We get stuck spending most of the new film’s running time watching Vin Diesel and Paul Walker squint and say words in a weak approximation of acting.

The four original stars of “The Fast & The Furious” are back for the streamlined-title sequel “Fast & Furious,” but the producers’ effort to assemble them anew assumes that audiences are coming to these movies for the characters and not for the car stunts.

Subsequently, we get stuck spending most of the new film’s running time watching Vin Diesel and Paul Walker squint and say words in a weak approximation of acting, wasting precious time that could be spent enjoying street racers zipping through crowded thoroughfares and jumping over obstacles.

The whole cast reunion is something of a bait-and-switch anyway, since Michelle Rodriguez disappears from the proceedings early on. She does at least get to participate in the movie’s highlight, a “Wages of Fear”–inspired opening sequence where Dominic (Diesel) and his lover Letty (Rodriguez) hijack an oil truck on a narrow highway winding through a South American mountain range.

Letty wants Dominic to return to the States with her, but he heads off on his own, knowing that he’s a wanted man back home. Shortly thereafter, he gets a call from his sister Mia (Jordana Brewster), letting him know that Letty has been murdered, which prompts Dominic’s arrival in Los Angeles, seeking her killer.

Also on the trail of the drug kingpin responsible for Letty’s death is FBI agent Brian O’Conner (Walker) who, back in the first movie, befriended Dominic and seduced Mia while going undercover in the street-racing world. Brian tries to get Dominic to work alongside him in exchange for clemency, but Dominic doesn’t trust the Feds and strikes out on his own, leading to both Brian and Dominic getting work as drivers for the bad guys.

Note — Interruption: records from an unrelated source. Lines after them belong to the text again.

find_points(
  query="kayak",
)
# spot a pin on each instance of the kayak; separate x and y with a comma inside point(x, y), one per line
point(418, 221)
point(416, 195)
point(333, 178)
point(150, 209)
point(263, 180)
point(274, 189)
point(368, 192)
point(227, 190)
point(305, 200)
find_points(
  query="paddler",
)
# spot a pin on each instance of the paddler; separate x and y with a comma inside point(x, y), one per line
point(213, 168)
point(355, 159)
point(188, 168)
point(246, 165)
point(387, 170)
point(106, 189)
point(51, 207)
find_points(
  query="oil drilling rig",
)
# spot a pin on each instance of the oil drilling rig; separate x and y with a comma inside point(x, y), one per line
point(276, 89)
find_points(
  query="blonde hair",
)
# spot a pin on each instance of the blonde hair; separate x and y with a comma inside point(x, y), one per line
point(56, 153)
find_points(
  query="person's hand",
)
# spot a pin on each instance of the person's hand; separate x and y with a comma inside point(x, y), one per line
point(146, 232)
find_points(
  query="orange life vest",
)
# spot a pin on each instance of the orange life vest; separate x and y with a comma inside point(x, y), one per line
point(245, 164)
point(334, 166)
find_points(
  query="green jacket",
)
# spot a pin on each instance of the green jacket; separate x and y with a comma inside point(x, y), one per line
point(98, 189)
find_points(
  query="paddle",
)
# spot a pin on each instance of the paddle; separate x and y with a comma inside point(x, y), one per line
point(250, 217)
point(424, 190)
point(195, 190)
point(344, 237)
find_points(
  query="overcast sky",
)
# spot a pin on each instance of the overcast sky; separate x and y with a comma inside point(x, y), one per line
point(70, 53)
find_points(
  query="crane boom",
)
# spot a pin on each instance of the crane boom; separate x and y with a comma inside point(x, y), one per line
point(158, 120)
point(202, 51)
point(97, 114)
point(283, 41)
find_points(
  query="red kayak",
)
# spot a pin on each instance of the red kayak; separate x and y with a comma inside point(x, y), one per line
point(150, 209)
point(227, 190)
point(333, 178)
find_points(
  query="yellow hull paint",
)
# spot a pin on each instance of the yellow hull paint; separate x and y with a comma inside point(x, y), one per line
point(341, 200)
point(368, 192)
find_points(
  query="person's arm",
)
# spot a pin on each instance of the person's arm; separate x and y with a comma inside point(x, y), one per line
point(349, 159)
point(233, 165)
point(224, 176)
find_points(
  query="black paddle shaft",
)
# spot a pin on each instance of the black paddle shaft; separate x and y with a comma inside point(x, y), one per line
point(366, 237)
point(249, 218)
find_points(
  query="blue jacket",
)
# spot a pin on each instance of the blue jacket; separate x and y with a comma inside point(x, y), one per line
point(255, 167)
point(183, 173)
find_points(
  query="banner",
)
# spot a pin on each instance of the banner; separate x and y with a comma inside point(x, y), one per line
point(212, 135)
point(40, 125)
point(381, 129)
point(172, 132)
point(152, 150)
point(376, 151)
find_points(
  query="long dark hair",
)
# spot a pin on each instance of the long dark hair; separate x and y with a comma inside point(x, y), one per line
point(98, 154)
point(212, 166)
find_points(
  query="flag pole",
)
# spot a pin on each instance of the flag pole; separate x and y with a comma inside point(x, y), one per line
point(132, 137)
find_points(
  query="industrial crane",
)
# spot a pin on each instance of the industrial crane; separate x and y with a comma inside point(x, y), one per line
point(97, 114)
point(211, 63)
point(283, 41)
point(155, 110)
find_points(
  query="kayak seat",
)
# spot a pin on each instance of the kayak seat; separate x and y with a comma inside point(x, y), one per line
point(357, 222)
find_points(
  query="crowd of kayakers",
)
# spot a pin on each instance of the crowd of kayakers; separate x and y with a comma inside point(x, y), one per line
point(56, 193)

“Fast & Furious” often plays like a graduate thesis on the use of the automobile as a penis substitute in film; we’re thrown into a world where it’s all about cars and driving all the time, where trashy girls make out with each other in a desperate attempt to get their men to look up from their engines and pay attention to them. With so much empty macho glowering going on — particularly with Diesel and Walker both giving singularly vapid performances — it’s not surprising that Brewster comes off as Dame Judi Dench by comparison.

With Diesel getting a producer credit, it’s obvious that director Justin Lin didn’t have the last word when it came to deciding whether to give more time to the effective and thrilling racing scenes or to another of one Dominic’s tortured monologues. It’s a pity, since Lin (“Better Luck Tomorrow,” “Shopping for Fangs”) gave “The Fast & The Furious: Tokyo Drift” the adrenaline and no-rules euphoria that’s sorely missing from the franchise’s latest installment. One can only imagine how “Fast & Furious” would have turned out if its faulty male leads got the factory recall they so richly deserve.